In this context, lowering trade barriers (that governments now claim as their major achievement) has only added to market volatility and the woes of the financial institutions. Conditionalities imposed by international agencies like WTO add to the complexities in no less measure.
The hype for controlling money flow to terrorists has little to do with controlling financial crime; it went on in Europe for centuries (remember the 'numbered' bank accounts?) but as long as activities that now fall within the definition of 'financial crimes' ensured transfer of wealth from poor nations to the rich West, no one saw anything wrong with it.
Remember the Shah of Iran, Suharto, Ferdinand Marcos, Hissen Habre and several African and Middle Eastern heads of state who transferred their national wealth to the West? Their bank accounts never qualified for scrutiny.

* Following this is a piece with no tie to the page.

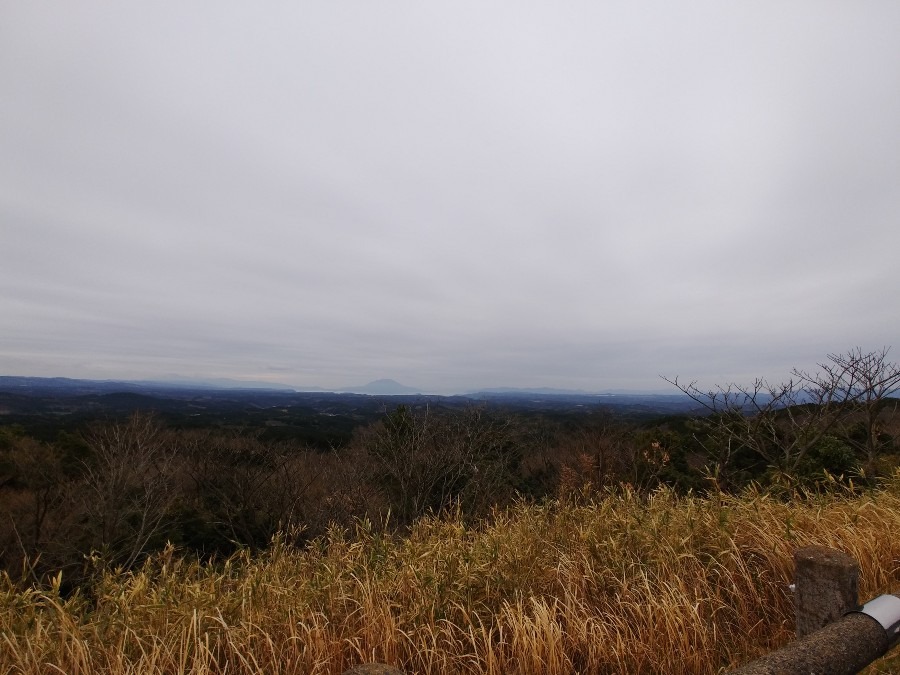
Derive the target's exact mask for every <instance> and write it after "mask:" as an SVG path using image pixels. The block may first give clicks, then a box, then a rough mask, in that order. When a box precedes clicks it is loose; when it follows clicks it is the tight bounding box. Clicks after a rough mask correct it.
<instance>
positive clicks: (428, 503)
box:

Nor were the accounts of United States and British-backed terrorist organizations created to topple populist governments in their countries. Remember Khmer Rouge, Contras, and use of Kurds in Iraq and Mujahedeen in Afghanistan?

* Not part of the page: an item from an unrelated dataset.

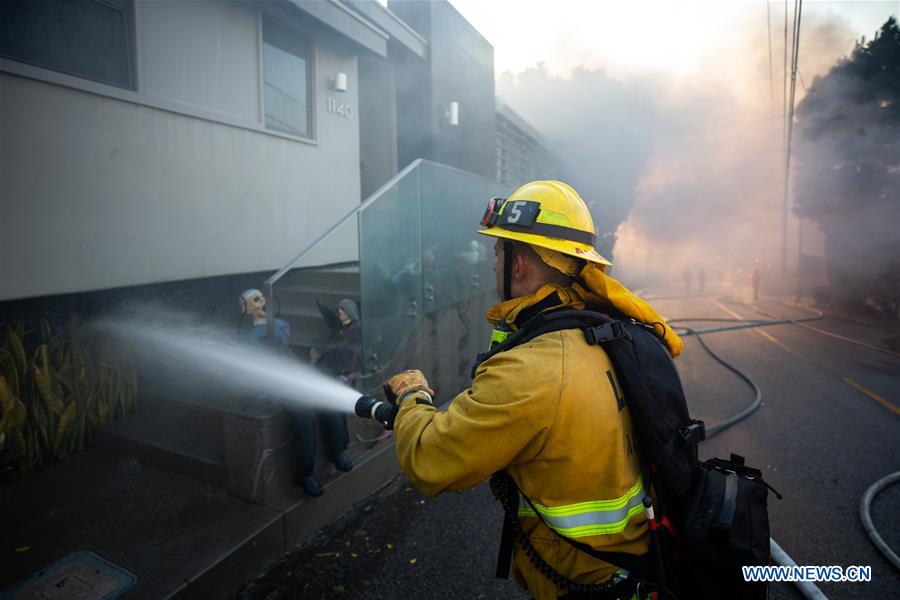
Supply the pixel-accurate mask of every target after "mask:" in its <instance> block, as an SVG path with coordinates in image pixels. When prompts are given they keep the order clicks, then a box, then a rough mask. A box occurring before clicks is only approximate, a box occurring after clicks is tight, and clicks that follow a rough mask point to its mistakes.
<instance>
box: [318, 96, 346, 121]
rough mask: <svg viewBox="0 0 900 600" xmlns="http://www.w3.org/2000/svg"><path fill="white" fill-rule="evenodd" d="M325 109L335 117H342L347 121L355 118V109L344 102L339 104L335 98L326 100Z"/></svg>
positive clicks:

Were their financiers hounded as relentlessly? Funding terrorism became an unforgivable crime only after West became the target of Islamic fundamentalist-financed terrorism. Without doubt it is bad but were the seeds of it not sown by the West?

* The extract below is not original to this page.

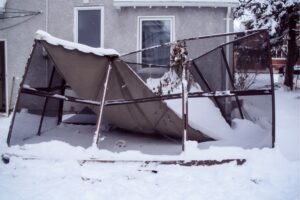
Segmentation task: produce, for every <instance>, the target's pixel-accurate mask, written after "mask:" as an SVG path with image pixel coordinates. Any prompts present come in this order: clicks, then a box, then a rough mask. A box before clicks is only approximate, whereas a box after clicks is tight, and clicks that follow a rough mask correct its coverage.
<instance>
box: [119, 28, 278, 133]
mask: <svg viewBox="0 0 300 200" xmlns="http://www.w3.org/2000/svg"><path fill="white" fill-rule="evenodd" d="M184 41H185V45H186V49H187V51H188V58H189V59H190V60H191V62H190V72H191V74H192V76H193V79H194V81H195V82H196V83H197V84H198V85H199V86H200V88H201V89H200V90H201V91H202V92H216V91H228V92H229V91H244V93H241V94H240V95H232V96H230V97H222V96H214V97H208V98H210V99H211V101H212V102H214V104H215V106H216V107H217V108H218V109H219V110H220V113H221V115H222V117H223V118H224V119H225V120H226V122H227V123H228V124H229V125H233V124H232V123H233V122H234V120H235V119H246V120H249V121H251V122H253V123H255V124H257V125H259V126H260V127H261V128H263V129H264V130H266V131H267V132H269V135H273V137H274V121H273V119H274V111H273V106H274V102H273V86H272V84H273V83H272V78H271V77H272V69H271V66H270V55H269V52H270V51H269V38H268V33H267V32H266V31H257V32H252V33H247V34H246V33H237V34H224V35H216V36H207V37H199V38H191V39H187V40H184ZM173 48H174V44H166V45H164V46H161V47H153V48H148V49H145V50H141V51H137V52H134V53H131V54H127V55H125V56H123V57H122V59H123V60H124V61H125V62H126V63H127V64H128V65H129V66H130V67H131V68H132V69H133V70H134V71H135V72H136V73H137V74H138V75H139V76H140V77H141V79H143V80H144V81H145V83H148V85H149V80H153V79H156V80H159V79H160V80H163V78H162V77H163V76H164V74H165V73H166V72H168V71H169V69H170V64H171V62H172V61H171V58H170V59H154V58H155V57H156V58H159V57H163V58H165V57H166V54H167V53H166V51H167V50H166V49H168V50H169V52H170V54H171V52H172V49H173ZM170 54H169V55H170ZM146 56H149V57H151V56H152V57H151V58H147V57H146ZM153 60H156V61H157V62H152V63H151V62H150V61H153ZM194 84H195V83H194ZM179 92H181V91H180V90H179ZM193 109H197V108H193ZM199 114H201V110H199ZM273 139H274V138H273Z"/></svg>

Too bad that the crop is much worse than the West anticipated. While there can be no two opinions about controlling crime of every kind, especially support of even the feeblest kind to terror financiers, the fundamentally important issue is to establish the responsibility therefor.
The state has the primary responsibility in this regard and non-state institutions have the duty to cooperate in the effort but cooperation should not be stretched to include taking responsibility for policing it.
Inept state policies on taxation, tariffs, embargos on trade and flow of capital and ill-conceived development priorities create new venues that clever criminals exploit. Financial institutions are then lumbered with the responsibility of scuttling the ingenious efforts of the criminals to circumvent these measures.
This is a tough proposition given the rapid rise in resources that financial institutions need to dedicate for managing their primary business risks. Given the spectacular rise in the speed with which money now travels around the world (courtesy modern computer and internet technologies) and changes its colour as it travels through banks, bankers face a rapidly escalating level of disadvantage in establishing its origin.
Technology inventors quite unwittingly overlooked the continuing downslide in the quality of governance of the state and the way speed will be exploited by the ever-expanding community of criminals. What their inventions have created is an uncontrollable monster.
Even developed country financial institutions equipped with sensitive technology and advanced levels of expertise, are not equipped for it. Crime-generated money still travels to the West, courtesy these institutions, not because they want to be a part of crime but because they don't represent the sort of institutional arrangements that can control smart financial crime that is committed with continuously evolving ingenuity.
Bankers can't always keep pace with it. Criminals are created by the quality of state governance and the inequalities it creates. Bankers have no role therein. The buck for controlling financial crime cannot be passed on to financial institutions.
It simply wouldn't work What states need to mend collectively are their faulty styles of governance that give rise to economic inequalities. Widespread frustration rooted therein raises the spectre of a world becoming hostage to criminals.